President Obama just took action to protect one of Alaska's most powerful economic engines and one of America’s greatest national treasures: Bristol Bay.
Today, he signed a Presidential Memorandum that withdraws these beautiful and pristine waters from all future oil and gas drilling. "These waters are too special and too valuable to auction off to the highest bidder," the President said.
Here are five things you need to know about Bristol Bay:
Bristol Bay is one of the world's most valuable fisheries, providing 40 percent of America's seafood and supporting up to $2 billion in commercial fishing every year.
While remote, this area is also an economic engine for tourism in Alaska. Bristol Bay drives $100 million in recreational fishing and tourism activity every year.
Bristol Bay provides important habitat for many species, including the threatened Steller's eider, sea otters, seals, walruses, Beluga and Killer whales, and the endangered North Pacific Right Whale.
The North Aleutian Basin Planning Area that includes Bristol Bay consists of about 32.5 million acres. The previous Administration set in motion a new lease sale for 2011 that would have opened approximately 5.6 million acres -- about one-fifth of the planning area -- for drilling. In 2010, President Obama temporarily withdrew the Bristol Bay area from oil and gas development, and today's action extends that protection indefinitely.

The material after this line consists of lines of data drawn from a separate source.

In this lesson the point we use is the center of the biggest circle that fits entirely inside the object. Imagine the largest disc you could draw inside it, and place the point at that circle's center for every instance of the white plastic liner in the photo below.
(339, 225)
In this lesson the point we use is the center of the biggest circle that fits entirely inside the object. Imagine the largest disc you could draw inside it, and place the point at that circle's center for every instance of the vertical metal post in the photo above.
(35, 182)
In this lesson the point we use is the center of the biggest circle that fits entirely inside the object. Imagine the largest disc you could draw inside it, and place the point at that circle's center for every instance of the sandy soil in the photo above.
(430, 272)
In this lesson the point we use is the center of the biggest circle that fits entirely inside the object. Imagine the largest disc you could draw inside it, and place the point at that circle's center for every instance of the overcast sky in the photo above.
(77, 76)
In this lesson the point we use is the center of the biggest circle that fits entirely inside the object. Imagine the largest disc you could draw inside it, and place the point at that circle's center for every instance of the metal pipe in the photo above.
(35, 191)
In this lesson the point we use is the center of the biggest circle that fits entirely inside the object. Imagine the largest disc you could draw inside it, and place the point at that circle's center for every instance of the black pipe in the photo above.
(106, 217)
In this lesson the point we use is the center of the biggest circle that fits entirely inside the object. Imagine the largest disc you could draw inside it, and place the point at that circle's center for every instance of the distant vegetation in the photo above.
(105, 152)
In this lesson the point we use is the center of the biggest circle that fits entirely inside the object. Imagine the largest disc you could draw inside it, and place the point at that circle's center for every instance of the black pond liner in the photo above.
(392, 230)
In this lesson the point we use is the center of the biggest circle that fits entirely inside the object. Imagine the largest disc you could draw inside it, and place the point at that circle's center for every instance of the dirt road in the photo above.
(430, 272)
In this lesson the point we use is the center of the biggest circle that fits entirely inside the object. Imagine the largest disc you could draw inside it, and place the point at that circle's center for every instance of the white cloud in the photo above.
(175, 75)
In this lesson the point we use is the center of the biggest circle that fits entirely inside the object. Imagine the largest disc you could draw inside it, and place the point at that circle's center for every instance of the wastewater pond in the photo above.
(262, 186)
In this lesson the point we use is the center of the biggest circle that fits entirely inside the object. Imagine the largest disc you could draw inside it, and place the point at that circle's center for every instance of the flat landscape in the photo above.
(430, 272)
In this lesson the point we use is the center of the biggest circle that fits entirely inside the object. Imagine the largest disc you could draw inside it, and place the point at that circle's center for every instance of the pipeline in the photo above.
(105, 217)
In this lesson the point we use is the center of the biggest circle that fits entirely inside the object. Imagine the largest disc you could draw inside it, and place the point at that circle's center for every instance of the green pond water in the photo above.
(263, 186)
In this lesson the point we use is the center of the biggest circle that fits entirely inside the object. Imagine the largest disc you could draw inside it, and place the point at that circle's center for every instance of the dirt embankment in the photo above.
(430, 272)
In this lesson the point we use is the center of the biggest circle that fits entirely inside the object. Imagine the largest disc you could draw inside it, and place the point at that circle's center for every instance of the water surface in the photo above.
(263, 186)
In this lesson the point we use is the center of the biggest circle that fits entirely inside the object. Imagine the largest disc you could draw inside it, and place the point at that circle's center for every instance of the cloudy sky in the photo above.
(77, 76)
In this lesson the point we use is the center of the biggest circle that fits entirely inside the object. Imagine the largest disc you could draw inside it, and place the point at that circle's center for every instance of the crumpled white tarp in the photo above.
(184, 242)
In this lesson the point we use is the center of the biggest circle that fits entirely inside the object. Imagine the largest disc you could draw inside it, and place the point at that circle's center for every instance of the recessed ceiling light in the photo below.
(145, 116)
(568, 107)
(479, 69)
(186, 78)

The President issues his temporary withdrawal in 2010 using his authority under section 12 of the Outer Continental Shelf Lands Act, which gives the president authority to withdraw offshore areas from potential oil and gas leasing. President Eisenhower was the first to exercise the authority in 1960, withdrawing an area now included in the Florida Keys National Marine Sanctuary. Since then, presidents on both sides of the aisle have acted to withdraw areas of the Outer Continental Shelf from oil and gas leasing.